Business of Law
Law Prof & Lawyer Metrics Look to Stats to See What Qualities Successful Attorneys Share
Posted Nov 2, 2010 1:57 PM CST
By Martha Neil
Updated: A law professor known for his analysis of law firm hiring statistics has formed a new company, along with other like-minded experts, to take a more detailed look at the qualities shared by successful applicants, attorneys and partners.
Lawyer Metrics will also apply a "Moneyball" approach to help quantify what qualities partners seek in an associate, reports the Am Law Daily. (The article doesn't address whether the characteristics partners seek are, in fact, traits common to fledgling legal eagles rather than their lower-flying counterparts.)

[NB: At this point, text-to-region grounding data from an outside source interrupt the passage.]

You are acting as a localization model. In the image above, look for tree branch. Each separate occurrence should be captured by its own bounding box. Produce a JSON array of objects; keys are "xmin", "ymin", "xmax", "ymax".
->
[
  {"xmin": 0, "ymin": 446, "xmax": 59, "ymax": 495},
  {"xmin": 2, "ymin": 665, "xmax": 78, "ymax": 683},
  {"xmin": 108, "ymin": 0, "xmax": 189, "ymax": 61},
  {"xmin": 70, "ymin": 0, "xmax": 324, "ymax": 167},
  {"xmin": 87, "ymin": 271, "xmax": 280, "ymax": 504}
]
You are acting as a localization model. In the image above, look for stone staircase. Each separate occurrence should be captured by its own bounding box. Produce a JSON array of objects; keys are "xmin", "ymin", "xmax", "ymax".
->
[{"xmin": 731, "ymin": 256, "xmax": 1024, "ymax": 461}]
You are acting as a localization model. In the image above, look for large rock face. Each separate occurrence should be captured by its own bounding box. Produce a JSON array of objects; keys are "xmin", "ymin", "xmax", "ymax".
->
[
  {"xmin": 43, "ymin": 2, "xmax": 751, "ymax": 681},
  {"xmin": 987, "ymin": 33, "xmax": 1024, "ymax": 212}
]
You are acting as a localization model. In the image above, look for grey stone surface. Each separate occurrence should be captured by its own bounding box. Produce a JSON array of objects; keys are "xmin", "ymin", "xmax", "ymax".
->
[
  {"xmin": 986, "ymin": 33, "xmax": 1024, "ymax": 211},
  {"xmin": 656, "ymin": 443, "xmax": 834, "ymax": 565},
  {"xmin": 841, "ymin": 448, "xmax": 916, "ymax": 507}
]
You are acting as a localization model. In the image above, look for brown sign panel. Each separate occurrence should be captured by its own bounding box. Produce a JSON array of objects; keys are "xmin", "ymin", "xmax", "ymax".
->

However, law professor Bill Henderson of Indiana University tells the ABA Journal that his company will help law firms collect and analyze their own data to optimize their hiring, training, retention and promotion policies.
"We want to design and build systems to select and develop world-class lawyers and counselors," Henderson says, arguing that law firms will not only be more productive and competitive as a result but have happier attorneys who are working to their full potential in an environment of success.
"The legal profession's in turmoil, but we think we can help," he tells the ABA Journal. "We think this will definitely make things better."
Henderson and and his team could be the Alfred Kinsey of legal hiring and retention research, predicts Aric Press, editor-in-chief of ALM, in the Am Law Daily article.
Almost regardless of what they find, the survey on which they are working signals a likely information revolution impact on major law firms akin to the sexual revolution in American life chronicled by Kinsey and his team decades ago, according to Press.
But, "if we've learned anything from the last decade," he writes, "it's that we can't predict the consequences of new information beyond acknowledging its power to disrupt."
Updated at 4 p.m. to include comments from Henderson and link to Lawyer Metrics website and at 5:13 p.m. to include additional comment.